The US manufacturing sector grew faster than expected in January to expand at the fastest rate since the end of 2014, according to a widely followed indicator of economic health.
The purchasing managers’ index (PMI) for America’s manufacturers reached 56 per cent, according to the Institute of Supply Management (ISM), up from 54.5 per cent in December.
The two-year high in expansion was driven by strong growth in production, while employment reflected other measures of the labour market to rise by 3.3 percentage points.
Andrew Hunter, an economist at Capital Economics, said the reading “confirms that the manufacturing recovery has continued into the New Year, and also suggests that GDP growth is set to accelerate in the first quarter.”
A similar measure compiled by IHS Markit confirmed the strength of production growth, while confidence in the year ahead rose to its highest since March as managers look to US President Donald Trump to boost the economy, and the manufacturing sector in particular.
Trump has placed reinvigorating US manufacturing jobs, with a “bold plan to create 25 million new American jobs in the next decade”, according to the White House website.

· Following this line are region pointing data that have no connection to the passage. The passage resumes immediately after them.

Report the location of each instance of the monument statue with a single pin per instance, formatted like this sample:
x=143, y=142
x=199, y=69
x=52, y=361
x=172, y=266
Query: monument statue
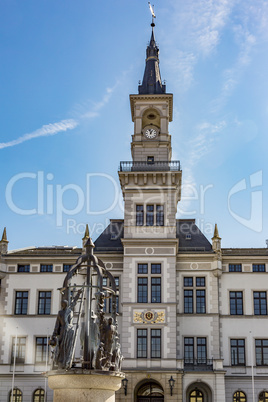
x=98, y=331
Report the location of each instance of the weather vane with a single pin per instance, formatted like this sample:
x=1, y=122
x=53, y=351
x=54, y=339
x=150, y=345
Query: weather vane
x=152, y=12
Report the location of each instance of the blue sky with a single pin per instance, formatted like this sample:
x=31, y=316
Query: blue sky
x=67, y=69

Trump’s pledge to “bring good-paying jobs to our shores and support American manufacturing, the backbone of our economy” is widely credited as a strong vote-winner in former industrial heartlands with high unemployment such as Michigan.

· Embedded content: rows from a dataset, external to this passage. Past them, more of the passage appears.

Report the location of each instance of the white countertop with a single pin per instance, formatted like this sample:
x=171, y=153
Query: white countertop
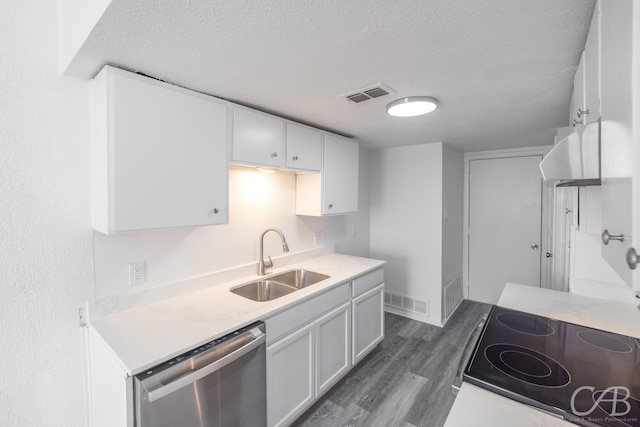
x=606, y=314
x=478, y=407
x=142, y=337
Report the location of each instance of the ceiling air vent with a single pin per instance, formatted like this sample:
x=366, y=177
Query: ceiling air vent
x=368, y=93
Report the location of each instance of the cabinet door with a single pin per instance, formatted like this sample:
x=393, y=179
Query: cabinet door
x=159, y=154
x=620, y=159
x=333, y=338
x=290, y=376
x=368, y=322
x=304, y=148
x=339, y=175
x=258, y=138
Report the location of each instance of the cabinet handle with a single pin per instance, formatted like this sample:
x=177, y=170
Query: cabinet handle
x=581, y=112
x=606, y=237
x=632, y=258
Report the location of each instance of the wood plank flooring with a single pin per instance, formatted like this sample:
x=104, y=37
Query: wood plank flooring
x=406, y=381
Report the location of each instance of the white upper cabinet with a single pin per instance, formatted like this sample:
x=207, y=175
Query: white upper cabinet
x=577, y=100
x=159, y=154
x=591, y=112
x=258, y=138
x=620, y=143
x=585, y=102
x=335, y=190
x=304, y=148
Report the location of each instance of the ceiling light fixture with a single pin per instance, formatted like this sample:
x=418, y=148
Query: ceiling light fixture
x=412, y=106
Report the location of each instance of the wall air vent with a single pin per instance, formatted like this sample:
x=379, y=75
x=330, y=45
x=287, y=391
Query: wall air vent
x=367, y=93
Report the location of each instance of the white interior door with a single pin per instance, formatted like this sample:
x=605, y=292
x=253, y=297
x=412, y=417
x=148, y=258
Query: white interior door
x=505, y=216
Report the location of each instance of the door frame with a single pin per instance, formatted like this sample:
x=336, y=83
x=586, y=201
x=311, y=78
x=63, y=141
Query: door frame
x=545, y=242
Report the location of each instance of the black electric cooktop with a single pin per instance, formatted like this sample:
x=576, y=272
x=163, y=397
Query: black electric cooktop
x=587, y=376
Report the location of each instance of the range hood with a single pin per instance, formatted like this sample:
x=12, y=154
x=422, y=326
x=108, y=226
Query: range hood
x=575, y=160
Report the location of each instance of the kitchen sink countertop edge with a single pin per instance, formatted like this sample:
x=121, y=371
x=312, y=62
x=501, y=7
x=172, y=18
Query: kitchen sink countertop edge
x=144, y=336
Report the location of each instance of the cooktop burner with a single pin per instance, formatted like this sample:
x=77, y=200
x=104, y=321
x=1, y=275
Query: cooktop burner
x=527, y=365
x=588, y=376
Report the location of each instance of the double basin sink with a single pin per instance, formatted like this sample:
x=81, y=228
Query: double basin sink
x=279, y=285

Meanwhile prices continued their upward march, with a reading of 69 per cent representing a 3.5 per cent month-on-month increase.
Inflation has picked up significantly in the US economy in a trend which is set to continue under the stimulative policies of Trump.
Manufacturers saw prices increase by an annual rate 1.6 per cent in December, while the headline inflation rate broke the Federal Reserve’s two per cent target in December.